In this series, I will apply each of these steps to the context of the Sunday School class. Change is needed there as well. Leadership to accomplish that change is needed. Most class change will be led by the teacher, but most class change will need to involve others in the class besides the teacher. In other words, ownership for the change will help create motivation and momentum for the change. In the first three posts of this series, First Step Toward Sunday School Class Change: Prayer, Second Step Toward Sunday School Change: Attention, and Third Step Toward Sunday School Change: Evaluation, I set the change in this common class change scenario: leading the class to shift focus to prospects and people not in the class.
In this blog post, I will use the same scenario to look at the fourth step: motivation.

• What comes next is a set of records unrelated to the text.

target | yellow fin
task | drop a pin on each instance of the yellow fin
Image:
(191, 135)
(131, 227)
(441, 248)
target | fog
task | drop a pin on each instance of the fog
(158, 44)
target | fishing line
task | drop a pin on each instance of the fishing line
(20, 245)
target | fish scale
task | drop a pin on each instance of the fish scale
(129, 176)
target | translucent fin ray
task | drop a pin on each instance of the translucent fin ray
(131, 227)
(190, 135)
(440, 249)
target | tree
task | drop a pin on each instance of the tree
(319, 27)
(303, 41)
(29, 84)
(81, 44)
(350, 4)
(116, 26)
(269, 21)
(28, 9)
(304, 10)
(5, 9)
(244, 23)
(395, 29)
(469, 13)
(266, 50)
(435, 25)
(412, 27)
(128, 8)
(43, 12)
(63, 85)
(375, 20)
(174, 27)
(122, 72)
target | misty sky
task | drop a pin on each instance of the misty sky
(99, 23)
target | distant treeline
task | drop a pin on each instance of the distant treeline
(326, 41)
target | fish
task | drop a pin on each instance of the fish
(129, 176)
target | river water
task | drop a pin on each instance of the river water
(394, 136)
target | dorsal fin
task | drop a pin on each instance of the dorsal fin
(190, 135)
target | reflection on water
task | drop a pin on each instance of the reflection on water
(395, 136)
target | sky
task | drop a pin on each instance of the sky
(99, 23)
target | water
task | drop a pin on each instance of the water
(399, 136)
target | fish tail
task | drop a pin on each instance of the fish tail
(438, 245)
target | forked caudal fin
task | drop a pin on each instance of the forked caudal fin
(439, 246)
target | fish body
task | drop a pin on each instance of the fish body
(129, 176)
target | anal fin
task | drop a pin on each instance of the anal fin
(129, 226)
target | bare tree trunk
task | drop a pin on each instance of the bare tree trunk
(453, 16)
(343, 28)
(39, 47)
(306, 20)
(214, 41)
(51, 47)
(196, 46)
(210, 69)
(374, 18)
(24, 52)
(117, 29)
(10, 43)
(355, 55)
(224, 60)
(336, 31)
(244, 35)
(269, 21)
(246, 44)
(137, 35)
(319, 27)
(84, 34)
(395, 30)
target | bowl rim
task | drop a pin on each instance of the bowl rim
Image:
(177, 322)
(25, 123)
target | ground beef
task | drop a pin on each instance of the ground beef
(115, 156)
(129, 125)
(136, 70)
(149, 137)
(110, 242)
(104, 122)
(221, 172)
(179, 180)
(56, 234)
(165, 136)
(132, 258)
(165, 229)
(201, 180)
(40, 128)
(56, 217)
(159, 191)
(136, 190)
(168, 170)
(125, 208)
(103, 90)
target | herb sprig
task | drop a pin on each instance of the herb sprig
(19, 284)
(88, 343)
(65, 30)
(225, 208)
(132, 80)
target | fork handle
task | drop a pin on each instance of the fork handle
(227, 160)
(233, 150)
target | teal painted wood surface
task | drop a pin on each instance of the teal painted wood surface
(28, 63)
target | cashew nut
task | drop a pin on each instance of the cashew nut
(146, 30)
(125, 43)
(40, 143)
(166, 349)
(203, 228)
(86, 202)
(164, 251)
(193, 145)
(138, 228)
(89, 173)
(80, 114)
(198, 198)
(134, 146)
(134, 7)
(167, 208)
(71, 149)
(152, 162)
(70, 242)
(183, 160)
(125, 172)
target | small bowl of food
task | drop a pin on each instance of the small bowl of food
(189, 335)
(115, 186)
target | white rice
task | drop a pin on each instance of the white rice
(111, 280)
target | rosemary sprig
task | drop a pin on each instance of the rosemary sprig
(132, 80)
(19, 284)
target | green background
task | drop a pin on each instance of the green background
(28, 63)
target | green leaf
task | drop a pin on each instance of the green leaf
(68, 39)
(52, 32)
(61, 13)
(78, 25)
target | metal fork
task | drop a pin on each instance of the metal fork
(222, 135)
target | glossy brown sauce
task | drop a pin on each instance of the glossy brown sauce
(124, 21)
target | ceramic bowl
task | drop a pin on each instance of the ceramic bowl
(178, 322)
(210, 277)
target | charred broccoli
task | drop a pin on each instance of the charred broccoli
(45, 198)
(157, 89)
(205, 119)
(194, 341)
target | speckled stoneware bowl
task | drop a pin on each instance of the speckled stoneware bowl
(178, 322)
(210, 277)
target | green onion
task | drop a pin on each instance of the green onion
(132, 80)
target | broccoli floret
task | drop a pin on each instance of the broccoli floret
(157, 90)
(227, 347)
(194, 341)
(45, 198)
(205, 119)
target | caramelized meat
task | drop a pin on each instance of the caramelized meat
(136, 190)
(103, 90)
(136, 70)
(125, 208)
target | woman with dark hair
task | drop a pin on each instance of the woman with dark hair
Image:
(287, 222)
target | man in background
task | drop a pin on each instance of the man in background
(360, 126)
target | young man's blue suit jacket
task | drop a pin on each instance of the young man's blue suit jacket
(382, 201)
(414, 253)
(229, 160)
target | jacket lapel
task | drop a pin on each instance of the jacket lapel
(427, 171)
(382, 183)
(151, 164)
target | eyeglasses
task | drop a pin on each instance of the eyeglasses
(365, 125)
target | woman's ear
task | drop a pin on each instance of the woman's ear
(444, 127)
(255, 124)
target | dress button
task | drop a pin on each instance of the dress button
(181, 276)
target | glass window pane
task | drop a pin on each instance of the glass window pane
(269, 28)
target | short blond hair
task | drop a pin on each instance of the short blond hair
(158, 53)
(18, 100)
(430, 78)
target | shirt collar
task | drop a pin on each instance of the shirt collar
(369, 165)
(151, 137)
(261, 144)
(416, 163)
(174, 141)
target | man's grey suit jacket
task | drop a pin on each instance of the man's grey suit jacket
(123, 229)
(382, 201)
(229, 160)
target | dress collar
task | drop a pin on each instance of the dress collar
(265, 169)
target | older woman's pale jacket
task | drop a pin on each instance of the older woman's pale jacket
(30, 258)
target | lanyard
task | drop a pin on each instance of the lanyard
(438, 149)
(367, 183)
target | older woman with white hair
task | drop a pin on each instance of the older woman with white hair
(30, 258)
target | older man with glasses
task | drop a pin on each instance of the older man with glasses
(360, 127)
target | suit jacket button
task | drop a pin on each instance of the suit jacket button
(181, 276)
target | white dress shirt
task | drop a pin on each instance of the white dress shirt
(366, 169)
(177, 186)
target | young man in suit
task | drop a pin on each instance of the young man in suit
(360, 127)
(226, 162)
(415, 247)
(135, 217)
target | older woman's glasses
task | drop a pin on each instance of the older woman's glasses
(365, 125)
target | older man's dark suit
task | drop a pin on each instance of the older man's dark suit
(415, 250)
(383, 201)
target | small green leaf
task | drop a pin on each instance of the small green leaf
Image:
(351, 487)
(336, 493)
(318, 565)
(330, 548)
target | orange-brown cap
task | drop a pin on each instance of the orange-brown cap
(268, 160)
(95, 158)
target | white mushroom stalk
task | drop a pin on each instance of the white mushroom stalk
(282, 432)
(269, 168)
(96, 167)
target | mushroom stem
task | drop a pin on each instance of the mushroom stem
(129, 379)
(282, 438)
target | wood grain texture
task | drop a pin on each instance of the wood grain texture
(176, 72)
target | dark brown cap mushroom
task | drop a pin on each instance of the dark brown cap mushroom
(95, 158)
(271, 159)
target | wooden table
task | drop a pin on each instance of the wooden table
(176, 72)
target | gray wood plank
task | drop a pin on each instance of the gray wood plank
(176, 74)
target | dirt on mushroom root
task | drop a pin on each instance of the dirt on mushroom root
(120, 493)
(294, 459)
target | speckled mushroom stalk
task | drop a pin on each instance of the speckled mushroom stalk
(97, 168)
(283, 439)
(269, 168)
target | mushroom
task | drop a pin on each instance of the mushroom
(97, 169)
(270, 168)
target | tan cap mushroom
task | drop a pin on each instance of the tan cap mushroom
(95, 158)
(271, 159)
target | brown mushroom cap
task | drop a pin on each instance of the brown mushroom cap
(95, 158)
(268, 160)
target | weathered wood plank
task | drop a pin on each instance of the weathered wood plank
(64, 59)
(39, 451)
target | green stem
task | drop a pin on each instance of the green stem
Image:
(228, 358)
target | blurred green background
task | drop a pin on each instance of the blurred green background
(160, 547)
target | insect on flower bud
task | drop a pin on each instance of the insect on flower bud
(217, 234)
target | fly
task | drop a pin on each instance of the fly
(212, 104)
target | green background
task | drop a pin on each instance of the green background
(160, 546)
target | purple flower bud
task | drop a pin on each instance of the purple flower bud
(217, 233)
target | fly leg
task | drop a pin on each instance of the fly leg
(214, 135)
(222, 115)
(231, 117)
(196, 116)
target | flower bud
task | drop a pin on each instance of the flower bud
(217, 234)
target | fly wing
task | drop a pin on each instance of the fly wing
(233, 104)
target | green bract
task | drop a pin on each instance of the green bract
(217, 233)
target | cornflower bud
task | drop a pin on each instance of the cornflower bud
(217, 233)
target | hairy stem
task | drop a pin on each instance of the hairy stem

The first three steps of prayer, attention, and evaluation are preparation for change. But how do we get the class motivated and excited about the change (focusing on prospects and people not in the class)? The class may have spent time praying and seeking God’s leadership. The teacher may have called attention to the need and possible solutions. Working together, the teacher and class may have spent time looking at progress toward goals and current reality, but without motivation these efforts may end short of change.
What can be done to motivate God-led Sunday School class change (focusing on prospects and people not in the class)? Let me list a few of the hundreds of possibilities:
- share testimonies about classes who are praying for and reaching out to unenrolled people;
- share about how God is impacting lost and unenrolled people;
- talk about demographics of the local church community, especially as it relates to the age group assigned to the class;
- list projects conducted by classes in other churches which are impacting lives;
- share video about lostness and need;
- display pictures of people and/or peopel in need from the community;
- brainstorm people’s situations which are in need of the care of a class;
- brainstorm actions which might motivate and mobilize the class into response;
- give each attender $5-10 and ask him/her to touch a person in Jesus’ name;
- and many, many more.
What would you add to this list? How has your class been motivated to focus on prospects and people not in the class? Press Comments below and share your ideas. Without prayer, attention, and evaluation, there is no starting line for the race toward the change our Lord desires for your class. But how can you motivate the change? Don’t rush and head the wrong direction. Time for these four steps is time well-spent.
What change does God desire for your class? The place to begin the change is in prayer, attention, evaluation, and motivation. Pray for the change. Give it attention. Stop to evaluate. Motivate attender to focus on the change. Lead others t o join you. Listen to God. Follow His leadership. Help others to see the need for change and invite them to join as you gain their attention and their involvement in evaluation. Be revolutionary!